El problema con ese argumento es que tiene una premisa falsa: los contenidos de
la televisión uruguaya actual sí vulneran los derechos de las personas. Repetir
una y otra vez la aburrida letanía de que nadie tiene derecho a decirnos qué
tenemos que ver y otras obviedades por el estilo no hacen sino girar en el
vacío. Lo que hay que demostrarnos a nosotros, los uruguayos que creemos que
las noticias policiales vulneran los derechos de las personas casi todos los
días, es que estamos equivocados, que no tenemos razón, que ello no es así. Tratarnos
de antiliberales, fascistas, autoritarios, totalitarios y demás no aporta nada
y además es mentira.
Los liberales —supuestos o
reales— uruguayos deberían explicarnos por qué en los tres casos que se
mencionan más arriba no se violaron los derechos de las personas. No vale decir
que, a posteriori, una de esas familias recurrió a la justicia, porque el daño
ya estaba hecho y pudo haber sido evitado sin mayor dificultad.

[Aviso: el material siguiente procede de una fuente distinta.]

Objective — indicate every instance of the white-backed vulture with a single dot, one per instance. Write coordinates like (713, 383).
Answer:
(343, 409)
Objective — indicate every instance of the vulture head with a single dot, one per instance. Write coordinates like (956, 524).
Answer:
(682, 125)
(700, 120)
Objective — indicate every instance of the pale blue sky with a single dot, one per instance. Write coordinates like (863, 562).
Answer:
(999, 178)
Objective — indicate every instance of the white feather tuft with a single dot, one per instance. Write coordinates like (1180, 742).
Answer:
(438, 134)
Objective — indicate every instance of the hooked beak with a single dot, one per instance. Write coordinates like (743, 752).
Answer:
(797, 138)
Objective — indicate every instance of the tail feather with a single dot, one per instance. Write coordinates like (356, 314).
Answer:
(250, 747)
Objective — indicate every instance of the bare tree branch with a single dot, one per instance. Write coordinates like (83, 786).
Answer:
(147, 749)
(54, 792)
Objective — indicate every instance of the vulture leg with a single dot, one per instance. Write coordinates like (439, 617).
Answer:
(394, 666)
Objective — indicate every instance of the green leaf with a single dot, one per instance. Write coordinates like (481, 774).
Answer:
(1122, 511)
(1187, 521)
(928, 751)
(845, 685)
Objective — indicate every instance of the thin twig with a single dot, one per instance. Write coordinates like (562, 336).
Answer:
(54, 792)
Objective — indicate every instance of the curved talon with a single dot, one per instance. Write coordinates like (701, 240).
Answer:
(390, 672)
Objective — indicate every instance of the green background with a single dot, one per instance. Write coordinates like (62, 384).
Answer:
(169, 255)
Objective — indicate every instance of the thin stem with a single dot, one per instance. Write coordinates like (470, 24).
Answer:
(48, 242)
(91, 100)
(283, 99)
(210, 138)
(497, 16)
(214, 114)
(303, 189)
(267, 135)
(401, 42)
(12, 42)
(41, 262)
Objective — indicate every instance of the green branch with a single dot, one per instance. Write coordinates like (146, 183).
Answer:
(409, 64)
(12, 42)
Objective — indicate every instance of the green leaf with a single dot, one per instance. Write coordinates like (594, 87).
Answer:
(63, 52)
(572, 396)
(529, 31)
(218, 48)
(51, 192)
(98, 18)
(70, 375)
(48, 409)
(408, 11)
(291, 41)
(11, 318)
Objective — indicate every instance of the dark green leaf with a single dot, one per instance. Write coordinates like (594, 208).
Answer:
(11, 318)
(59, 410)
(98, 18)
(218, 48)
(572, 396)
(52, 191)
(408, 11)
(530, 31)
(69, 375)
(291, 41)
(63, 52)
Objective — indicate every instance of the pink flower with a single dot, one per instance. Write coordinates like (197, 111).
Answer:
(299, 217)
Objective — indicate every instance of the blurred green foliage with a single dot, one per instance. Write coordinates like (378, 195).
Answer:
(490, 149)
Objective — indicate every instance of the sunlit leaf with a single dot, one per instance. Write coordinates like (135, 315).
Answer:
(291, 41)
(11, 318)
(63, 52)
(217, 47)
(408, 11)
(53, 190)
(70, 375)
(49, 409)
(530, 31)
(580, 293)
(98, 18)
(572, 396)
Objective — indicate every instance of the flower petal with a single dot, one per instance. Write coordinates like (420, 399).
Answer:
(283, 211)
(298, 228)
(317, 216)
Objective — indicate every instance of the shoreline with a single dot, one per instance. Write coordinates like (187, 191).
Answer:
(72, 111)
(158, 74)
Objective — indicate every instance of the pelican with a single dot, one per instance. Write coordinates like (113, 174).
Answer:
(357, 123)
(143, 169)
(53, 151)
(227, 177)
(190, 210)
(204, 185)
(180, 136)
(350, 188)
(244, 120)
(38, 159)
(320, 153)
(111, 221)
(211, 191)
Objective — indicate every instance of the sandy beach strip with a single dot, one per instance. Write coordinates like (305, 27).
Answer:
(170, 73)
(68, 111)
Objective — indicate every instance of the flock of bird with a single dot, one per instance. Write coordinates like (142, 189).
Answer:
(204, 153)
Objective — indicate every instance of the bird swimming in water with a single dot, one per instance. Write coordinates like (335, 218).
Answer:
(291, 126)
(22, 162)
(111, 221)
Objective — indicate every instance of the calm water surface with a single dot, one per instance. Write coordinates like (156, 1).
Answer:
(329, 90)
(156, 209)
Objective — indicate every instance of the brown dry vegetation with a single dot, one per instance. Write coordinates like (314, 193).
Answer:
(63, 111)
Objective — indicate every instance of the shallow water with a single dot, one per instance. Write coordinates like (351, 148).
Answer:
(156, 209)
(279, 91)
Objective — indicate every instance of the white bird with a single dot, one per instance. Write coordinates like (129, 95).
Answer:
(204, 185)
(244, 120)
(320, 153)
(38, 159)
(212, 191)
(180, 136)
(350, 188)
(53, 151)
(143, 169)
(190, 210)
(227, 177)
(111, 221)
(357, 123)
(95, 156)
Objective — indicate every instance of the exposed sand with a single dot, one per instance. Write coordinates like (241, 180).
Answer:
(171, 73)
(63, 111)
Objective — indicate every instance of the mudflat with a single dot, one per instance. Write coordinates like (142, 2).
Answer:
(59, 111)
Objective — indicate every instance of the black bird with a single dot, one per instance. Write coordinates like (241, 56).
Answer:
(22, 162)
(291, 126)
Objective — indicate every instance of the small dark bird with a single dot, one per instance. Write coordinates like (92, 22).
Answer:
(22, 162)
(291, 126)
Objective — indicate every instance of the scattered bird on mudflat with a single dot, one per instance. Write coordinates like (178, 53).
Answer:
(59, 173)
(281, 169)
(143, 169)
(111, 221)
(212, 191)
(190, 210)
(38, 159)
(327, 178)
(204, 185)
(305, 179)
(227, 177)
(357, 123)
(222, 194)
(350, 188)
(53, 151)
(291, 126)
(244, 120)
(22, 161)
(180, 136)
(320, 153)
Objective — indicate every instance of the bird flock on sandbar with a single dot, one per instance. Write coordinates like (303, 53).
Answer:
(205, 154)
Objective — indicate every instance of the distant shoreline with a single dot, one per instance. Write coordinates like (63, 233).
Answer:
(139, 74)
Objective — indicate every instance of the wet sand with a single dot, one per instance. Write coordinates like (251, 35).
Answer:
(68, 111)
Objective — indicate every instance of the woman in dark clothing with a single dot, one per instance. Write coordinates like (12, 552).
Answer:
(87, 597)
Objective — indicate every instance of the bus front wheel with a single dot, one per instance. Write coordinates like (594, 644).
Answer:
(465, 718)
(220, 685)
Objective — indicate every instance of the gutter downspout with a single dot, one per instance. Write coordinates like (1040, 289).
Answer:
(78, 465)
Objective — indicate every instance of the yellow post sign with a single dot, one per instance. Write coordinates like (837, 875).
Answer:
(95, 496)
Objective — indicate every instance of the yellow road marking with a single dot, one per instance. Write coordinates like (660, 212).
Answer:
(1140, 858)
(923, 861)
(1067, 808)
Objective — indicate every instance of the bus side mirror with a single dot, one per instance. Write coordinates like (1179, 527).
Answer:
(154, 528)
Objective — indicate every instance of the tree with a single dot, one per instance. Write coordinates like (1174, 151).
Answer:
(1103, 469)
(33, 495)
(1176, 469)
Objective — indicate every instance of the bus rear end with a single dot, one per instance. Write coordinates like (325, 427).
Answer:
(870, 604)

Puede que el gobierno impulse
una ley de medios, o puede que no lo haga. Puede que esa ley incluya algún tipo
de regulación con respecto a los contenidos, o puede que no. Puede que esa ley
sea buena, o puede que sea mala; o muy buena, o muy mala. Llegado el caso,
habrá que discutirla. Oponerse a ella en forma antedatada no es algo muy
inteligente. Defender la libertad de expresión sin restricciones de ninguna
clase en nombre del liberalismo, tampoco. Quienes lo hacen deberían conocer
mejor a los clásicos de la tradición con que se identifican. No basta con
saberse los nombres: también hay que haber leído lo que escribieron.